L’Agence des droits fondamentaux de l’Union européenne (FRA) publie, en collaboration avec des autorités de protection des données, un guide destiné à mieux informer les demandeurs d’asile et les migrants sur l’utilisation qui est faite de leurs empreintes digitales.
Lorsqu’ils sont arrêtés à la frontière extérieure de l’Union européenne, ceux-ci ont l’obligation de donner leurs empreintes, qui sont conservées dans le fichier Eurodac.
La Cour administrative de Wiesbaden en Allemagne a ordonné le 1er décembre à l’université RheinMain de sciences appliquées de cesser toute utilisation du gestionnaire de consentement “Cookiebot”. En cause, le transfert illégal des données des visiteurs du site web vers les États-Unis.
L’autorité de protection des données de Finlande a sanctionné le 7 décembre une société de psychothérapie à hauteur de plus de 600 000 euros pour ne pas avoir suffisamment assuré la sécurité des données de ses patients et s’être abstenue d’informer ceux-ci de deux violations de sécurité ayant conduit à un chantage à l’encontre des patients concernés et de la société elle-même.
L’autorité norvégienne de protection des données a imposé une amende de 6 300 000 euros à l’encontre de Grindr pour partage des données de ses utilisateurs avec des tiers à des fins de profilage et de publicité, sans le consentement de ces derniers.
L’administration fiscale des Pays-Bas s’est vu imposer une amende de 2 750 000 euros pour traitement de données sans base légale et en violation du principe de loyauté (articles 5(1)(a) et 6(1)(e) RGPD.
Le ministère de la défense de Belgique a été victime le 20 décembre d’une cyber attaque sérieuse causée par le malware Log4Shell, ayant impacté pendant plusieurs jours les activités de l’administration.
L’autorité belge de protection des données a sanctionné d’une amende de 10 000 euros une société ayant acheté une base de données à des fins de marketing direct sans vérifier que les données avaient été collectées légalement.
La société n’avait pas non plus informé les personnes concernées de cette collecte indirecte, ni répondu à la demande d’accès d’un particulier.
International :
Amazon aurait enregistré plusieurs demandes de brevets concernant des technologies biométriques destinées à permettre aux caméras des visiophones de détecter des personnes suspectes sur la base de différents critères : odeur, texture de la peau, empreintes digitales, œil, voix et démarche.
La Corée du Sud est depuis le 17 décembre considérée comme présentant un niveau de protection adéquat.
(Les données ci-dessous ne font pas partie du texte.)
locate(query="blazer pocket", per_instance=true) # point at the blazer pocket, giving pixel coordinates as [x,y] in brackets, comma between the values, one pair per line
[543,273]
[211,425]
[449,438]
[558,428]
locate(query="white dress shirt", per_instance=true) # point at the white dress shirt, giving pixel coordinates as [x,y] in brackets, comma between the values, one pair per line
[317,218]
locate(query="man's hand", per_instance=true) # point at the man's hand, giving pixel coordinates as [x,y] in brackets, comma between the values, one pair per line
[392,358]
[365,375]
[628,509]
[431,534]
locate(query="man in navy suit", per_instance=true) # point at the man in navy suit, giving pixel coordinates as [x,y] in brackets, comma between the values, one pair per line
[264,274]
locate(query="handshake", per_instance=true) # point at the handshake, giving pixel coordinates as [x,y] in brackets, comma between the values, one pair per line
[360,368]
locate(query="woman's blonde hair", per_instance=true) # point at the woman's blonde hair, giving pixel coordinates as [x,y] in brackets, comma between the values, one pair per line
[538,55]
La décision de la Commission européenne tombe quelques mois après la conclusion d’un accord de libre-échange entre l’Union européenne et la Corée, entré en vigueur en juillet 2021.
A partir du 15 février prochain, le gouvernement chinois soumettra les sociétés chinoises ayant des activités commerciales internationales à une série de contrôles en matière de cyber sécurité.
Les vérifications ont pour objectif de limiter la transmission de données stratégiques en dehors du pays.